Odważny i gorliwy

ks. Tomasz Jaklewicz

publikacja 28.10.2009 13:43

Święci nie zbawiają, ale pomagają znaleźć wyjście z sytuacji beznadziejnych.

Co łączy Judę Tadeusza i Szymona Gorliwego? To, że obaj byli apostołami i obaj ponieśli męczeństwo oraz że mało o nich obydwu wiemy. W spisach apostołów w Nowym Testamencie występują obok siebie na dwóch ostatnich miejscach przed Judaszem Iskariotą. Juda zwany był Tadeuszem, co się tłumaczy „odważny”. Szymon nosił przydomek Zelota, czyli gorliwy.
Odważny i gorliwy   José de Ribera; XVII w. (L) / Georges de La Tour; XVII w. (P) (PD) Św. Szymon Gorliwy (L) i św. Juda Tadeusz (P) W Ewangelii wg św. Jana mówi tylko jedno zdanie. Bibliści wątpią, czy autorem Listu św. Judy wchodzącego w skład Nowego Testamentu jest Juda Apostoł. Juda był krewnym Jezusa. Przypuszcza się, że św. Szymon również. Niektórzy uważają, że to on był panem młodym z Kany Galilejskiej. Św. Szymon prawdopodobnie został biskupem Jerozolimy. Średniowieczne przekazy powiadają, że oddał życie za wiarę przecięty na pół drewnianą piłą. Dzieje Judy Tadeusza łączy się często z historią króla Odessy – Abgara.

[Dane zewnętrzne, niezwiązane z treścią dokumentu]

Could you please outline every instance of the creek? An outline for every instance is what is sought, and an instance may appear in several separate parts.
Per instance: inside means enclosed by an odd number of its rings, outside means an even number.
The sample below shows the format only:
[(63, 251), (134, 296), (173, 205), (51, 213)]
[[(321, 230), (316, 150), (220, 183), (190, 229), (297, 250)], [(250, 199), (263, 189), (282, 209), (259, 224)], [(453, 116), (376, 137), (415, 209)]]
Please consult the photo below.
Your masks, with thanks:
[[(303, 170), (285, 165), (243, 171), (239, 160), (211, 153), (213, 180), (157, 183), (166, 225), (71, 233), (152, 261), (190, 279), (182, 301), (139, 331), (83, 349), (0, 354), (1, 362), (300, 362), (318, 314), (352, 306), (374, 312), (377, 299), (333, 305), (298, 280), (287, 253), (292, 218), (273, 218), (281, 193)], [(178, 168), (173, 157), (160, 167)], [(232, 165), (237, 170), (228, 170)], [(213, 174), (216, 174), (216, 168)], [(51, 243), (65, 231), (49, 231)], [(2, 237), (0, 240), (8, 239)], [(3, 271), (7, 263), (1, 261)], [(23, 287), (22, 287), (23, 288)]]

Legenda mówi, że ów władca napisał list do Jezusa z prośbą o uzdrowienie z trądu. Pan odpisał mu i wraz z listem przesłał swój wizerunek odciśnięty na płótnie. Dostarczycielem tej wyjątkowej przesyłki miał być Juda, który głosił potem królowi Ewangelię i udzielił mu chrztu. Może właśnie dlatego św. Tadeusza przyjęło się uważać za „specjalistę” od spraw beznadziejnych. Jeśli rzeczywiście to jego „resort”, to musi mieć sporo roboty. Bo sytuacje, które wydają się bez wyjścia, zdarzają się nam raz po raz.

Święci nie zbawiają. Są tymi, którzy w beznadziejnych sytuacjach odsyłają do jedynego źródła nadziei – Jezusa Chrystusa. Św. Juda dostarczający wizerunek Zbawiciela oraz Jego list do chorego króla – to dobra ilustracja roli świętych. Oni dostarczają „lekarstwa” dla duszy i ciała. Podpowiadają nam: szukajcie oblicza Jezusa, uwierzcie, że Biblia jest Bożym listem pisanym do każdego z nas. Potrzebujemy świętych, bo oni pomagają znaleźć nam drogę do Jedynego Lekarza. Ich gorliwości i odwadze zawdzięczamy wiele. Święci są dowodem, że nie ma sytuacji beznadziejnych dla tych, którzy pokładają ufność w Bogu.